When Roy Tatum isn’t selling pre-paid legal services or running the local NAACP chapter, he is running another business, Vanguard Strategies and Consulting LLC. Tatum worked for Obama for President and later for Bernie Sanders’ presidential campaign. His website also lists a few other projects around the country and one Arizona client, State Rep. Reginald Bolding Jr., D-27, the minority party whip.
Tatum admitted in an interview with Tucson radio show host Garrett Lewis that his targets for attack are selected on the simple basis of whether they agree with him politically or not. In his world view, people who wear Make America Great Again hats are probably white supremacists or their apologists. The interview is eye-opening in terms of the bias Tatum brings to his daily life and work.
Tatum’s partisan agenda is also visible in the lead role he has played in attacking Republican David Stringer for alleged racist remarks, including threatening the city of Prescott (in Stringer’s district) with an NAACP boycott. His client, Bolding, was one of two members who have filed ethics complaints against Stringer.
All this in spite of Stringer’s lead role in promoting and advancing Criminal Justice Reform – a top objective of the NAACP. Many of Stringer’s Republican detractors dislike him because of his support for reform of the criminal justice system, and you might think a conservative Republican standing up to his own party to lead on an issue of that magnitude would have the support of people like Tatum.
Stringer may have been inarticulate, but his assessment that we do not live in a colorblind society is precisely what social justice warriors say every day. And Stringer’s long history of work, often pro bono, on behalf of minority clients is a strong testament to his commitment to justice for all.
Still, in a 31-29 Republican majority, taking out a conservative lawmaker during the session and leaving the GOP with just 30 votes for several weeks is simply too enticing to partisans like Tatum and his client, Bolding.

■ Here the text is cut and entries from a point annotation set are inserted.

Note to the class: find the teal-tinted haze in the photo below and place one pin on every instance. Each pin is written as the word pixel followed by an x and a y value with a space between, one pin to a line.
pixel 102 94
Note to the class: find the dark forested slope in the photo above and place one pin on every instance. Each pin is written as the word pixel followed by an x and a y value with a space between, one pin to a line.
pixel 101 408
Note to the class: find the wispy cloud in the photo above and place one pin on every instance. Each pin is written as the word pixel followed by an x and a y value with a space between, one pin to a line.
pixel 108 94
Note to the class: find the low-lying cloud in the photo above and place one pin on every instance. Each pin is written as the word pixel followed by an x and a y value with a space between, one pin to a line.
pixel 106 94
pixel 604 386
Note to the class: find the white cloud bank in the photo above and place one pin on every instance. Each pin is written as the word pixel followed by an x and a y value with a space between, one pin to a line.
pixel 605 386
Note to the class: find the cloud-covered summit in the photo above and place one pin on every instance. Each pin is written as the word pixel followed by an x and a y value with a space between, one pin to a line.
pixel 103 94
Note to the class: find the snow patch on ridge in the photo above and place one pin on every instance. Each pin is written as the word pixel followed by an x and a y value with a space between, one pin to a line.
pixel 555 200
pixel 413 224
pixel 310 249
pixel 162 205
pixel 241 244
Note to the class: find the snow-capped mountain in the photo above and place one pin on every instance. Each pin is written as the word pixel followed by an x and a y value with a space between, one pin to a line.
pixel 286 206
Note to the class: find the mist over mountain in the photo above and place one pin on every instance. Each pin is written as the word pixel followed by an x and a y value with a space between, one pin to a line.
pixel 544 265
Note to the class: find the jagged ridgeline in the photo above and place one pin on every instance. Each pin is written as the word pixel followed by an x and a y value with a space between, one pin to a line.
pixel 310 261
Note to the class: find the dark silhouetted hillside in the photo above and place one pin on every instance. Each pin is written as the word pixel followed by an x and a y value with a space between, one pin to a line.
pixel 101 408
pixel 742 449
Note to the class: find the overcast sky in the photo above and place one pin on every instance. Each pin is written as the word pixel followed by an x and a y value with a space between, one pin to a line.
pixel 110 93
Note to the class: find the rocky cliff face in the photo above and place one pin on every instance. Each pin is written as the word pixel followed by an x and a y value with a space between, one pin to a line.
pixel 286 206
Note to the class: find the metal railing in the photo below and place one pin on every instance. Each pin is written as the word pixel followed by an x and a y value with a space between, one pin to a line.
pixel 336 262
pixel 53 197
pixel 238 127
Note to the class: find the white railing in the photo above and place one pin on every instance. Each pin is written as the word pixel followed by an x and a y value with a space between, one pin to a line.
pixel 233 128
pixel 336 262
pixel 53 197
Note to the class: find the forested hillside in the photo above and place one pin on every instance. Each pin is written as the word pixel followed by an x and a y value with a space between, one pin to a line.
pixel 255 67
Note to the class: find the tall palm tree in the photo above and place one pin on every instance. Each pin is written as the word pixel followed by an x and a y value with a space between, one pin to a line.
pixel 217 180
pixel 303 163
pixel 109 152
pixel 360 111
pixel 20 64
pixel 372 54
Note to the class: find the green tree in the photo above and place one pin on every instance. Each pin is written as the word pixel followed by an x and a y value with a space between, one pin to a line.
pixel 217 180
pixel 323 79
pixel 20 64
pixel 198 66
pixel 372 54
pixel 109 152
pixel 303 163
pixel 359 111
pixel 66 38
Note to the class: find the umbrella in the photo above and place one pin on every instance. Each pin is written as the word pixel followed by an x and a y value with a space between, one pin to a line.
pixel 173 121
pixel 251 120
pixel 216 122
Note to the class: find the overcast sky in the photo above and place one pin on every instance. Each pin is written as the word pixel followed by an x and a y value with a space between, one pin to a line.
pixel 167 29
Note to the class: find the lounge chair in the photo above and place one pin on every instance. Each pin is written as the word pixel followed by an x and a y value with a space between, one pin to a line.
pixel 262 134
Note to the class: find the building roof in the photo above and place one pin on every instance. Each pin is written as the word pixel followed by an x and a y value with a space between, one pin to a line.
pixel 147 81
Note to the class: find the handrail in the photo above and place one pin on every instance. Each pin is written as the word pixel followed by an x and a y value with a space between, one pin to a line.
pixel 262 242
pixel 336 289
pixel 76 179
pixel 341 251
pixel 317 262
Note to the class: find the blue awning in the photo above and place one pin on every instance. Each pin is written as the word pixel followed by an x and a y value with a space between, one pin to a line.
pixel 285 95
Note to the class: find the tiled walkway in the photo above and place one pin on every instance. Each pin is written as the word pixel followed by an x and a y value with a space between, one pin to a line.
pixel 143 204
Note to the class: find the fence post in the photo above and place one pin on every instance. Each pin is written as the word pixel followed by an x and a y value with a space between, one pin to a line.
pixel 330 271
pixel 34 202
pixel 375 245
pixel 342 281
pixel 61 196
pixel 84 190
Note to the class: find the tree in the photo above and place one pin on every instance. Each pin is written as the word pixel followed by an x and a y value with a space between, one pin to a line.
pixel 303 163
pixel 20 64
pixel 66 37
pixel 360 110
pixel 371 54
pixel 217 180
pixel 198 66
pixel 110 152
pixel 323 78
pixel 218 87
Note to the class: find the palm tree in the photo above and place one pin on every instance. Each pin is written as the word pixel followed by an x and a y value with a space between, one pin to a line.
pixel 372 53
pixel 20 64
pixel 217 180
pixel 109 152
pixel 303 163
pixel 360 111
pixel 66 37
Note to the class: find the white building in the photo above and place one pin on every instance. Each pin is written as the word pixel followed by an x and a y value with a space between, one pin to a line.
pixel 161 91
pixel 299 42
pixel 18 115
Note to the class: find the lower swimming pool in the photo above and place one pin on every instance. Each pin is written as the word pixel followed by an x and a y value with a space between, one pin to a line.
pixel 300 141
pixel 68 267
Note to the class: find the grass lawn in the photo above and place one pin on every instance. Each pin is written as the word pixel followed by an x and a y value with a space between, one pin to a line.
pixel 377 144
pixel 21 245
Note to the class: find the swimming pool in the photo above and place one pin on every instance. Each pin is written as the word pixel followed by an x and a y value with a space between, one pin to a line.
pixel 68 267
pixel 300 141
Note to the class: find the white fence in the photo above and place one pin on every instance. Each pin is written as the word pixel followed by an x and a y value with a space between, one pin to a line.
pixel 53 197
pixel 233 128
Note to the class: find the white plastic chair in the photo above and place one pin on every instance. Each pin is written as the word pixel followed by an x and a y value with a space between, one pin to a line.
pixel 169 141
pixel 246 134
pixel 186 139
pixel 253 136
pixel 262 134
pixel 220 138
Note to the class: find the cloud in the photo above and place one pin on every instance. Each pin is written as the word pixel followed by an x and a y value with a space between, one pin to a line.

In the meantime, Stringer’s committee on Criminal Justice Reform has been shut down and meaningful Criminal Justice Reform legislation has been gutted or killed outright. That means that thousands of minority inmates behind bars will remain there, in part because Tatum preferred to put his partisan agenda first.
Tatum’s desire to take down Republicans, especially conservative Republicans, will often run counter to the best interests of the NAACP. Still, the NAACP hires whoever they want, and if they want someone who will make the group a partisan group, they have every right to do so.
But anyone dealing with the NAACP on any issue will need to re-consider their goals and purposes. After all, talking about issues of race with a group that wants to improve the country for all Americans is one thing. Talking about those issues with a group whose primary goal is to take down Republicans is something else entirely.